Вспоминать теперь, как я выжил в те первые сумасшедшие недели водворения в новом доме,— все равно что припоминать давно разгаданную головоломку, когда разгадка забыта и ход рассуждений утерян. Надо было все разобрать и разложить по местам, сделать тысячу всяких дел в доме и во дворе, и так целый день, с утра и до позднего вечера, когда, обессиленный, валился в постель. И помнится, в ту весну и в начале лета фрукты и овощи у меня на участке поспевали так же щедро, как и в прежние времена (и для себя, и на продажу, и для раздачи друзьям), несмотря на некоторое уменьшение площади — оно, вопреки моим опасениям, почти не сказалось на урожае. Работа в саду и на огороде давалась мне легче, чем в доме: из долгого опыта я точно знал, когда и что надо делать, и не терял даром ни минуты. А вот под крышей одолевали трудности. Строитель, он же архитектор, считал, что в доме должно быть очень много света, и не скупился на оконные проемы. Их в доме было прорублено целых четырнадцать — и это было ошибкой. Моя прежняя будочка, с одним большим окном и одним маленьким, представляла собой нечто вроде пещерки, укромного логова, столь ценимого человеком еще на заре цивилизации, дом — темный угол, где можно прийти в себя или проделать что-то сокровенное. Мне всегда казалось, что только так и должно быть. Нечего делать солнцу в человеческом укрытии, а если понадобится свет, его можно честь по чести получить от лампы, или свечи, или, может быть, достаточно растопленного очага, в отблесках которого делаешь свою тихую сидячую работу. Теперь же пришлось раздобывать вороха плотной материи на шторы, да еще какие-то приспособления, чтобы их привесить. Приобретение влетело в копеечку, а кройка и подшивка оказались совершенно мне не по зубам, я сдался и пригласил на это дело знакомую, у которой в доме прежде жил Карл Вольфскель, трудолюбивую, энергичную женщину, содержавшую больного мужа и прирабатывавшую шитьем. Так что с этой трудностью в конце концов управились. Но был еще пол. Обить его войлоком от стены до стены? Боже упаси! Покрыть линолеумом? Покрасить и натереть мастикой? Что-то обязательно надо было сделать, нельзя же, чтобы на полу появились безобразные пятна от готовки — да мало ли что можно расплескать.

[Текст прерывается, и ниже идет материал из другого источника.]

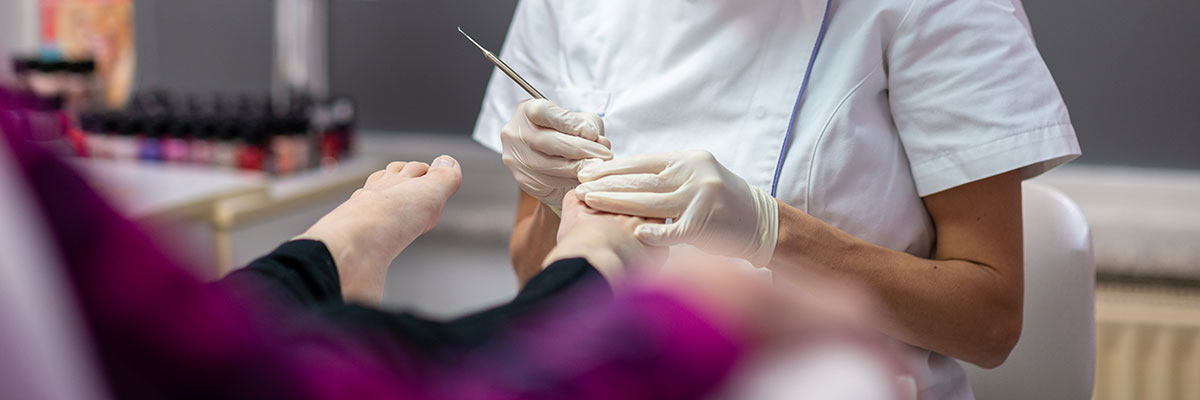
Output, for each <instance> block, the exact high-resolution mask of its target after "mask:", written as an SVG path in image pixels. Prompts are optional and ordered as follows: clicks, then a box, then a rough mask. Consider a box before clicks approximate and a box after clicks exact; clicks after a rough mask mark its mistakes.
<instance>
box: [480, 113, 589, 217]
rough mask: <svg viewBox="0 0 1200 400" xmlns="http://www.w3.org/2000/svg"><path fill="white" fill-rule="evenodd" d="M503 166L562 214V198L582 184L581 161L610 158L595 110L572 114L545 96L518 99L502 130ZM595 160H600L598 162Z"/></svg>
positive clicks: (530, 190) (521, 187) (519, 182)
mask: <svg viewBox="0 0 1200 400" xmlns="http://www.w3.org/2000/svg"><path fill="white" fill-rule="evenodd" d="M500 143H503V145H504V153H503V160H504V165H505V166H508V167H509V171H511V172H512V178H516V180H517V184H518V185H520V186H521V190H522V191H524V192H526V193H529V196H533V197H534V198H536V199H538V201H540V202H542V203H544V204H546V205H550V208H551V209H552V210H554V214H562V209H563V196H564V195H566V192H568V191H570V190H571V189H575V186H576V185H578V184H580V180H578V178H576V174H577V173H578V169H580V167H581V166H582V165H583V161H584V160H589V159H599V160H612V150H611V148H612V144H611V143H610V142H608V138H606V137H604V121H602V120H600V117H599V115H596V114H589V113H574V112H570V111H566V109H564V108H562V107H558V106H556V105H554V103H552V102H550V101H546V100H530V101H524V102H521V105H518V106H517V111H516V113H514V114H512V119H510V120H509V123H508V125H505V126H504V129H503V130H500ZM596 162H598V161H596Z"/></svg>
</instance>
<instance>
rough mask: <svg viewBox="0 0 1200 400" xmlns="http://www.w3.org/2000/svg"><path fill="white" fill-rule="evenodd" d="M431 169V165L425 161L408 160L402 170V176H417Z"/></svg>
mask: <svg viewBox="0 0 1200 400" xmlns="http://www.w3.org/2000/svg"><path fill="white" fill-rule="evenodd" d="M428 169H430V165H427V163H424V162H407V163H404V168H403V169H401V171H400V175H401V177H406V178H416V177H420V175H424V174H425V172H426V171H428Z"/></svg>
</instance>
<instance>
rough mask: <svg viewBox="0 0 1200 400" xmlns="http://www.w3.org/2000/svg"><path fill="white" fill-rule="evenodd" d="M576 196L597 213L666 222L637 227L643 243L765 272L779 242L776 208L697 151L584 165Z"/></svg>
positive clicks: (637, 235)
mask: <svg viewBox="0 0 1200 400" xmlns="http://www.w3.org/2000/svg"><path fill="white" fill-rule="evenodd" d="M578 178H580V180H581V181H582V183H583V184H581V185H580V186H578V187H576V190H575V193H576V196H578V197H580V199H582V201H583V202H586V203H587V204H588V207H592V208H594V209H596V210H601V211H608V213H613V214H628V215H636V216H642V217H656V219H673V221H672V222H671V223H642V225H641V226H638V227H637V231H636V232H635V234H636V235H637V238H638V239H641V240H642V241H644V243H646V244H648V245H654V246H667V245H676V244H692V245H696V246H698V247H700V249H701V250H704V251H708V252H712V253H716V255H721V256H731V257H740V258H745V259H748V261H750V263H752V264H755V267H766V265H767V263H768V262H770V257H772V255H774V252H775V241H776V240H778V239H779V204H776V203H775V199H774V198H773V197H770V195H769V193H767V192H766V191H763V190H762V189H758V187H757V186H754V185H750V184H748V183H746V181H745V180H743V179H742V178H740V177H738V175H736V174H733V173H732V172H730V171H728V169H726V168H725V167H724V166H721V165H720V163H719V162H716V159H715V157H713V155H712V154H710V153H708V151H703V150H692V151H684V153H665V154H648V155H636V156H629V157H622V159H616V160H612V161H605V162H596V163H589V165H587V166H586V167H583V168H582V169H581V171H580V174H578Z"/></svg>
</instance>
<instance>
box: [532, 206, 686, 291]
mask: <svg viewBox="0 0 1200 400" xmlns="http://www.w3.org/2000/svg"><path fill="white" fill-rule="evenodd" d="M644 222H647V220H646V219H640V217H636V216H628V215H617V214H608V213H604V211H598V210H594V209H590V208H588V207H587V205H586V204H583V202H581V201H578V198H576V196H575V193H574V192H568V193H565V195H564V198H563V216H562V223H560V225H559V226H558V234H557V238H558V246H556V247H554V249H553V250H551V251H550V253H548V255H547V256H546V259H545V261H544V262H542V268H545V267H547V265H550V264H551V263H553V262H556V261H559V259H565V258H575V257H583V258H587V261H588V263H590V264H592V265H593V267H595V268H596V270H599V271H600V274H601V275H604V276H605V279H607V280H608V281H613V280H616V279H619V277H620V276H623V275H625V269H626V268H630V267H636V265H640V264H643V263H644V264H655V261H659V259H661V258H662V256H665V251H666V249H653V247H649V246H647V245H646V244H643V243H642V241H641V240H637V238H635V237H634V229H636V228H637V226H640V225H642V223H644Z"/></svg>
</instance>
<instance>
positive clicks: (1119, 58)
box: [138, 0, 1200, 168]
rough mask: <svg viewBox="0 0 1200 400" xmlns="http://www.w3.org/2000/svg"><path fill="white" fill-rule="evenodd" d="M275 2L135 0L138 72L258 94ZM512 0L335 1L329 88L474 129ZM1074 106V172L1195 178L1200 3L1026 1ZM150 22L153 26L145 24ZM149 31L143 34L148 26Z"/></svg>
mask: <svg viewBox="0 0 1200 400" xmlns="http://www.w3.org/2000/svg"><path fill="white" fill-rule="evenodd" d="M270 4H271V1H269V0H204V1H191V0H162V1H155V0H138V7H139V10H138V11H139V18H138V29H139V32H152V37H144V36H145V35H139V37H138V44H139V46H140V48H139V52H140V53H139V73H140V74H142V76H139V78H140V82H143V83H144V84H156V85H162V86H168V88H175V89H184V90H200V89H204V90H240V91H259V92H264V91H266V89H268V88H269V82H270V79H269V77H270V44H271V41H270V26H269V24H270V20H271V16H270V12H271V6H270ZM515 4H516V0H444V1H433V0H424V1H419V0H379V1H361V0H332V6H331V11H330V14H331V16H330V20H331V24H332V29H331V38H330V53H331V58H332V59H331V62H330V66H331V77H330V79H331V82H330V83H331V86H332V90H334V91H335V92H341V94H349V95H353V96H354V97H356V98H358V100H359V103H360V108H361V121H362V125H364V126H365V127H367V129H379V130H395V131H426V132H445V133H467V132H469V131H470V129H472V126H473V124H474V121H475V113H476V112H478V111H479V103H480V100H481V98H482V94H484V85H485V83H486V82H487V77H488V73H490V65H488V64H486V62H485V61H484V60H482V59H481V58H480V56H479V54H478V53H476V52H475V50H473V49H472V48H470V47H468V46H467V43H466V42H463V40H462V38H461V37H460V36H457V32H456V31H455V26H457V25H462V26H463V28H466V29H467V30H468V31H469V32H472V34H473V35H474V36H475V37H476V38H479V40H480V41H481V42H484V44H485V46H488V47H491V48H493V49H498V48H499V46H500V43H502V42H503V37H504V34H505V31H506V25H508V22H509V19H510V18H511V13H512V8H514V6H515ZM1025 7H1026V10H1027V12H1028V14H1030V19H1031V22H1032V24H1033V30H1034V35H1036V37H1037V38H1038V44H1039V48H1040V49H1042V53H1043V55H1044V56H1045V60H1046V64H1048V65H1049V66H1050V70H1051V71H1052V72H1054V74H1055V78H1056V79H1057V82H1058V86H1060V89H1062V92H1063V97H1064V98H1066V100H1067V105H1068V107H1069V108H1070V112H1072V118H1073V120H1074V123H1075V130H1076V131H1078V133H1079V136H1080V142H1081V144H1082V147H1084V153H1085V155H1084V157H1081V159H1080V162H1086V163H1100V165H1127V166H1147V167H1174V168H1200V155H1198V151H1200V73H1198V71H1200V2H1196V1H1183V0H1142V1H1122V0H1090V1H1084V0H1039V1H1026V4H1025ZM148 18H152V19H148ZM144 28H145V29H144Z"/></svg>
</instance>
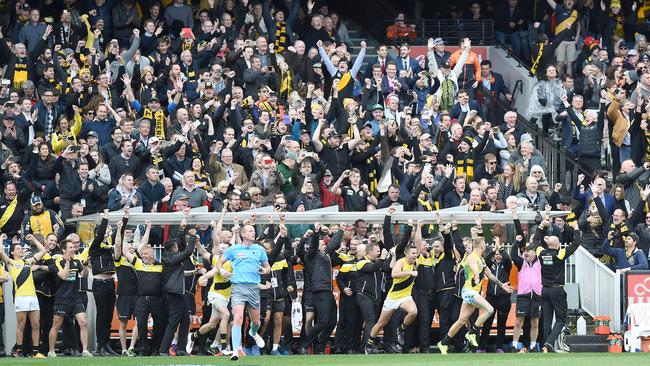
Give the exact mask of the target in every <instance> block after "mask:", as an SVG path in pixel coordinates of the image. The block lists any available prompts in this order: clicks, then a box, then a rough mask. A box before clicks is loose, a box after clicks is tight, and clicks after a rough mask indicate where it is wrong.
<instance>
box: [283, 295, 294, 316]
mask: <svg viewBox="0 0 650 366" xmlns="http://www.w3.org/2000/svg"><path fill="white" fill-rule="evenodd" d="M291 309H293V301H292V300H291V296H287V297H285V298H284V313H285V314H286V315H291Z"/></svg>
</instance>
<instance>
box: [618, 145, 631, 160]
mask: <svg viewBox="0 0 650 366" xmlns="http://www.w3.org/2000/svg"><path fill="white" fill-rule="evenodd" d="M618 156H619V157H620V162H621V163H623V162H624V161H625V160H630V159H632V148H631V147H630V146H629V145H627V146H626V145H621V148H620V150H619V154H618Z"/></svg>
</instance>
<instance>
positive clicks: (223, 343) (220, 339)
mask: <svg viewBox="0 0 650 366" xmlns="http://www.w3.org/2000/svg"><path fill="white" fill-rule="evenodd" d="M214 341H215V343H216V341H217V340H216V339H215V340H214ZM219 346H220V347H221V350H222V351H223V350H225V349H226V347H227V346H228V337H227V336H226V334H225V333H224V334H220V335H219Z"/></svg>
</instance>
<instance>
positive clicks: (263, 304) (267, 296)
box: [260, 296, 273, 318]
mask: <svg viewBox="0 0 650 366" xmlns="http://www.w3.org/2000/svg"><path fill="white" fill-rule="evenodd" d="M272 302H273V299H271V298H270V297H268V296H260V317H262V318H265V317H266V313H267V311H268V310H269V308H270V306H271V303H272Z"/></svg>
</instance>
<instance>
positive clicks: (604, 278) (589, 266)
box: [573, 247, 622, 333]
mask: <svg viewBox="0 0 650 366" xmlns="http://www.w3.org/2000/svg"><path fill="white" fill-rule="evenodd" d="M573 257H575V280H576V283H577V284H578V285H579V286H580V307H581V308H582V309H583V310H584V311H586V312H587V313H589V315H591V316H592V317H596V316H603V315H606V316H609V317H610V319H611V321H610V323H609V324H610V328H611V330H612V332H613V333H617V332H619V331H620V328H621V324H622V318H621V274H620V273H618V272H612V271H611V270H610V269H609V268H607V266H605V265H604V264H602V263H600V261H599V260H598V259H596V258H595V257H594V256H592V255H591V254H590V253H589V251H587V249H585V248H583V247H580V248H578V250H577V251H576V252H575V254H574V255H573Z"/></svg>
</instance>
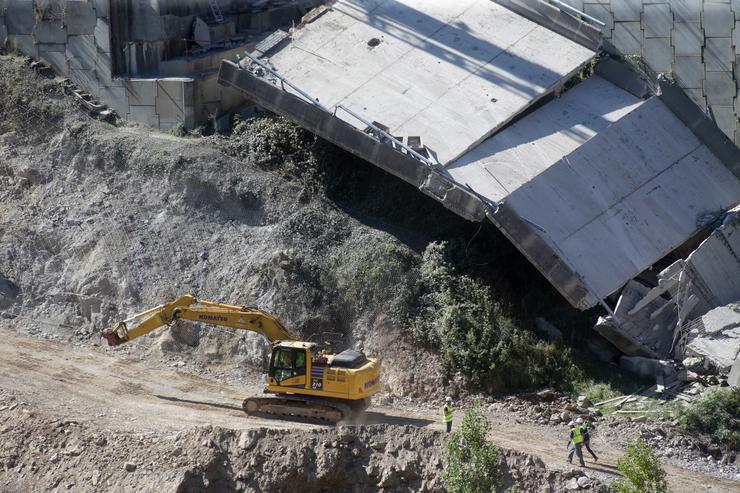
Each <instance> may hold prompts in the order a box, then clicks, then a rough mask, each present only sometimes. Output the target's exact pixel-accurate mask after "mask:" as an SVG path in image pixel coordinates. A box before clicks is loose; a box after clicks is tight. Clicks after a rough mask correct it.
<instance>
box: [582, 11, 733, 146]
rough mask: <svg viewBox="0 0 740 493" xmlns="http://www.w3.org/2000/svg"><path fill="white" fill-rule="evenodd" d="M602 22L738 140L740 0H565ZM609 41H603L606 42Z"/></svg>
mask: <svg viewBox="0 0 740 493" xmlns="http://www.w3.org/2000/svg"><path fill="white" fill-rule="evenodd" d="M568 3H569V4H571V5H573V6H574V7H576V8H578V9H580V10H583V11H584V12H586V13H587V14H589V15H592V16H594V17H596V18H597V19H599V20H601V21H603V22H605V23H606V27H605V28H604V30H603V35H604V39H605V40H606V41H609V42H610V43H611V45H613V47H614V49H615V50H616V51H617V52H619V53H621V54H624V55H639V56H641V57H642V59H643V60H644V62H645V64H646V65H647V66H648V67H649V68H650V69H651V70H653V71H655V72H662V73H672V74H673V76H674V77H675V78H676V80H677V81H678V83H679V85H680V86H681V87H683V88H684V90H686V93H687V94H688V95H689V97H690V98H691V99H692V100H693V101H694V102H695V103H696V104H697V105H698V106H699V107H700V108H702V110H704V111H705V112H706V113H707V114H709V115H710V117H712V118H713V119H714V121H715V122H716V123H717V126H719V127H720V128H721V129H722V131H723V132H724V133H725V134H727V136H728V137H730V138H731V139H733V140H734V141H735V143H736V144H740V125H739V122H738V116H740V93H739V92H738V83H737V80H738V71H739V70H740V69H738V62H740V0H724V1H723V0H713V1H710V0H568ZM607 46H608V45H607Z"/></svg>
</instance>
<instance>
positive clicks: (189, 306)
mask: <svg viewBox="0 0 740 493" xmlns="http://www.w3.org/2000/svg"><path fill="white" fill-rule="evenodd" d="M177 319H185V320H192V321H194V322H202V323H206V324H211V325H220V326H223V327H229V328H232V329H237V330H249V331H252V332H257V333H258V334H262V335H263V336H264V337H265V338H267V340H268V341H270V342H271V343H273V342H275V341H285V340H289V341H297V340H298V337H297V336H296V335H295V334H294V333H293V332H291V331H289V330H288V329H286V328H285V327H284V326H283V324H282V323H280V321H279V320H278V319H277V318H275V317H274V316H272V315H270V314H269V313H267V312H264V311H262V310H258V309H256V308H248V307H245V306H236V305H226V304H223V303H216V302H213V301H207V300H198V299H197V298H196V297H195V296H192V295H189V294H187V295H184V296H181V297H179V298H177V299H176V300H174V301H171V302H169V303H165V304H163V305H159V306H156V307H154V308H150V309H149V310H146V311H144V312H141V313H138V314H136V315H134V316H133V317H131V318H129V319H126V320H124V321H122V322H119V323H118V324H117V325H115V326H114V327H112V328H106V329H104V330H103V332H102V337H103V338H104V339H106V340H107V341H108V345H110V346H118V345H120V344H124V343H126V342H129V341H132V340H133V339H136V338H137V337H141V336H143V335H146V334H148V333H150V332H152V331H154V330H156V329H158V328H160V327H162V326H164V325H169V324H171V323H173V322H174V321H175V320H177Z"/></svg>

И все это время я мечтал наконец очутиться у себя за письменным столом. Мне постоянно что-нибудь да мешало, а ведь я, как ни странно, чувствовал, что по-настоящему живу, только когда замираю над листом бумаги!
А тут еще внезапно возникло новое осложнение — быть может, самое опасное для целей и задач всей моей жизни.
Я никогда не мыслил себя, так сказать, общественной фигурой: быть на виду у общества казалось мне, как и многим другим, довольно сомнительным достижением. Но я знал также, что в том мире, где я живу, увидеть свое имя в печати — мечта многих. Помню, про молодую женщину упомянули в газете в разделе местных новостей при описании карточного вечера в одном доме, так она у меня на глазах (я стоял тут же, в очереди к прилавку) едва не растерзала владелицу киоска за то, что та не приберегла для нее этого номера. В молодости, работая в нотариальной конторе, я неоднократно убеждался, что среди моих клиентов многие радуются любой возможности так или иначе прославиться. Прогуливаясь изредка вместе с Гарри по улицам города, я, случалось, заглядывал в здание городского суда и один раз видел за загородкой для свидетелей совсем молоденькую девушку, которая со всякими подробностями описывала, как ее, согласно ее утверждениям, изнасиловали. С наклеенными ресницами и щедро наложенным гримом, одетая в какое-то блестящее, словно бы из фольги, платье, она казалась не пострадавшей, а эстрадной дивой на подмостках, играла на публику, на присяжных, не выпускала из внимания и судью, вернее, нарочито не удостаивала вниманием, подчеркивая своим видом и поведением, что он, как человек старый, в счет не идет. Ну просто тщательно отрепетированный, искусный спектакль, в ходе которого лишь изредка упоминался непрезентабельный бледный молодой человек на скамье подсудимых, который сидел свесив голову и, видно, рад был под взглядами публики провалиться сквозь землю.